The agent-loop production path is the SGLang sweet spot. You write Python that uses the SGL DSL primitives — gen("answer", regex=r"\d+"), select("choice", choices=["yes", "no"]), fork(2) for parallel branches — and SGLang compiles that into a constrained inference plan. Token-efficiency wins of 5-10x over post-hoc rejection sampling are typical on structured-output workloads.

Resource usage and performance

Numbers to plan around (single-card unless noted):

• VRAM = model weights + radix-tree cache + activations + overhead. Same baseline math as vLLM for weights — what differs is the cache layer. The radix tree compresses shared prefixes; the headroom freed up depends entirely on how much your traffic shares.
• Prefix cache hit rate is the metric SGLang lives or dies on. Agent loops with stable system prompts: 70-95%. RAG with stable instructions: 50-80%. Diverse user-generated prompts: 5-15%. Below 30% you're paying for an architectural feature you don't use; above 60% the SGLang advantage is decisive.
• TTFT comparison vs vLLM. Cache-cold prefix: ~50ms (parity). Cache-hit prefix: <5ms on SGLang vs ~10ms on vLLM. The 5-10ms gap compounds dramatically on agent loops with 10+ steps per task.
• Throughput on agent benchmarks. SGLang publishes ~1.5-2.0x improvements over vLLM on structured-generation and shared-prefix benchmarks; we see 1.3-1.7x on real agent traffic (the published numbers cherry-pick favourable workloads).
• Throughput on diverse-prompt workloads. Roughly parity with vLLM. Sometimes SGLang wins by 5-10%, sometimes vLLM does. If your traffic is structurally diverse, the runtime choice barely matters — pick by ecosystem fit instead.

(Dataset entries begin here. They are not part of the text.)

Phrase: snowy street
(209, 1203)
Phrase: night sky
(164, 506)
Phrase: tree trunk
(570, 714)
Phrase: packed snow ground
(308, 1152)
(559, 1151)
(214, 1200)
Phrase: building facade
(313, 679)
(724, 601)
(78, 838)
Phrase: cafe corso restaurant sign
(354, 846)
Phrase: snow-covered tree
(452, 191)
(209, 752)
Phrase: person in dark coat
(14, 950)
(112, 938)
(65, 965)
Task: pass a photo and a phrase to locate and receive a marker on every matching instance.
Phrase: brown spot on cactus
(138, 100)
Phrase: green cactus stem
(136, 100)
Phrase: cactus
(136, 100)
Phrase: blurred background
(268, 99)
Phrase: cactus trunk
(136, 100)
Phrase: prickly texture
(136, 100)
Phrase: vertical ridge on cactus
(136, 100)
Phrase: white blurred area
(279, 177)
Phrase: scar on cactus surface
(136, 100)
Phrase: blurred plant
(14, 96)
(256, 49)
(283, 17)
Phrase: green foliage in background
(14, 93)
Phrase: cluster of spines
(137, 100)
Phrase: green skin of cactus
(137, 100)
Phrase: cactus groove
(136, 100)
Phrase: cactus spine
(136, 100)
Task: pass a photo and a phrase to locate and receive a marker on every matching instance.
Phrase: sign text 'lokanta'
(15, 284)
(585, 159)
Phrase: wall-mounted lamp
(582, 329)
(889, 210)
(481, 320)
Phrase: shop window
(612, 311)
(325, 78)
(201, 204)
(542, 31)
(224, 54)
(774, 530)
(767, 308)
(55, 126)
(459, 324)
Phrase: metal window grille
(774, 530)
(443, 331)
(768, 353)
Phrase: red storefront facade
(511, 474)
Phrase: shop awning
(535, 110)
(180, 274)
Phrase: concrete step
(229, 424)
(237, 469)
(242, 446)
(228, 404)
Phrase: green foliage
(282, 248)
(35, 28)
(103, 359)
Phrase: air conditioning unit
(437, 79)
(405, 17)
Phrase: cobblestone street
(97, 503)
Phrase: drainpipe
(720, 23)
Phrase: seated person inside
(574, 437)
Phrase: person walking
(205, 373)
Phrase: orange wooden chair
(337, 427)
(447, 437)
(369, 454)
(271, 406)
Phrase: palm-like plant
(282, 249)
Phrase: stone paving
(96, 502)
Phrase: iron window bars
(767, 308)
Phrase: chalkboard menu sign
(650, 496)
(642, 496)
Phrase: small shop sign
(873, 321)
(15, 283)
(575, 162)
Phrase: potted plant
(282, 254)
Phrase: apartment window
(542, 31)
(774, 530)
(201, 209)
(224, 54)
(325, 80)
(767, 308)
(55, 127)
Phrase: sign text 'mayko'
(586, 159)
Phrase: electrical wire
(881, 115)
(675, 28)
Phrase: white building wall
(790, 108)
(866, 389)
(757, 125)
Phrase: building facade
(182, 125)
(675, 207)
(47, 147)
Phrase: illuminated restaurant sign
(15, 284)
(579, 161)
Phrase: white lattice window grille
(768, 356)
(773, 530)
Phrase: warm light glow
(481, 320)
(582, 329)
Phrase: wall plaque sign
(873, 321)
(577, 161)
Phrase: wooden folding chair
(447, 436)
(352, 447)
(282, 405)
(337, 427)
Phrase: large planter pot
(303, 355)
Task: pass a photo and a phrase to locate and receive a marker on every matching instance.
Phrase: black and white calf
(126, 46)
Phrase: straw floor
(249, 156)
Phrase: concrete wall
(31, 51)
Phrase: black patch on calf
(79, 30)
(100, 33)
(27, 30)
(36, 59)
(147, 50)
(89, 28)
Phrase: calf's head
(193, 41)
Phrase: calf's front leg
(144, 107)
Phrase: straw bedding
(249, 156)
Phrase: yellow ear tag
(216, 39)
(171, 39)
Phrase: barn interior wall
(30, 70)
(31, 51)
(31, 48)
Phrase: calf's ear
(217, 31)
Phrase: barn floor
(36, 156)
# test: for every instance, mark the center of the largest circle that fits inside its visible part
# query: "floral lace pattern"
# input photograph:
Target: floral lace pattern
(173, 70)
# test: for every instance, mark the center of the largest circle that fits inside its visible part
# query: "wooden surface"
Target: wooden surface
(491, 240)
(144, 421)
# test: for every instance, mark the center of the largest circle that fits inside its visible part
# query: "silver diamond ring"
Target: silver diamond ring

The honest scaling limit on a single replica: similar to vLLM (~50-100 concurrent requests) before scheduler tail latency degrades. Past that, scale horizontally — but with SGLang the aggregate cluster gain exceeds the per-replica gain because of cross-replica prefix-cache propagation.

Failure modes

The list of things that will go wrong in production, in rough order of how often we've seen them:

1. Prefix-cache invalidation on system-prompt drift. Same failure as vLLM but more painful — SGLang's wall-clock advantage depends on cache hits. Templating variable user data into the system prompt drops the hit rate to zero and turns SGLang into a slower vLLM. Always move variable parts to the user message.
2. Radix-tree memory growth on long-running servers. The tree LRU-evicts at the leaf, but pathological traffic patterns can grow the tree faster than it evicts. Symptom: gradual VRAM creep, eventual OOM after hours of clean operation. Fix: cap tree size with --max-prefix-cache-size and monitor the gauge.
3. tp-size mismatched to GPU count. Same trap as vLLM — setting TP=4 on an 8-GPU box leaves cards idle. Verify with nvidia-smi that all expected GPUs see traffic.
4. Constrained-decoding regex compile cost. Compiling a complex regex into a token-FSM the first time can take 100-500ms. Symptom: first request with a new schema is slow, subsequent ones fast. Pre-warm at startup if your regex set is fixed.
5. FlashInfer kernel selection on older GPUs. SGLang prefers FlashInfer when available; on pre-Ampere cards it falls back to slower kernels silently. If your throughput numbers don't match the docs, check which kernel actually loaded.
6. Multi-node radix sync overhead on small clusters. The cross-replica prefix cache sync needs network bandwidth proportional to your share-rate. On Ethernet-only clusters with low share-rate workloads, the sync is overhead without payoff. Disable cross-replica sync (--disable-radix-sync) when prefix sharing is below 30%.
7. Speculative decoding draft / target mismatch. SGLang ships speculative decoding but the draft model has to be tokenizer-compatible with the target. Mismatch produces silent throughput regression. Use the SGLang-recommended draft pairings.
8. OAI-shim feature gap. A handful of SGL DSL features (most fork / parallel patterns) don't have OpenAI-API equivalents. Clients hitting only /v1/chat/completions get a fraction of what the engine offers. If you're going to use SGLang seriously, write Python against the SGL DSL.

How it compares

vs vLLM. The defining comparison. RadixAttention vs PagedAttention is the architectural difference; the practical difference shows up in prefix-cache hit rate sensitivity. SGLang wins on workloads where the same long prompt fans across many requests (agent loops, structured generation, RAG with stable instructions). vLLM wins on diverse-prompt workloads, mature ROCm support, broader kernel coverage, and ecosystem momentum. Pick SGLang if your prefix cache hit rate exceeds 50% on real traffic, you write Python clients (so you can use the SGL DSL), or you do structured generation. Pick vLLM if your traffic is structurally diverse, you need broader hardware coverage, or you want the safer ecosystem default.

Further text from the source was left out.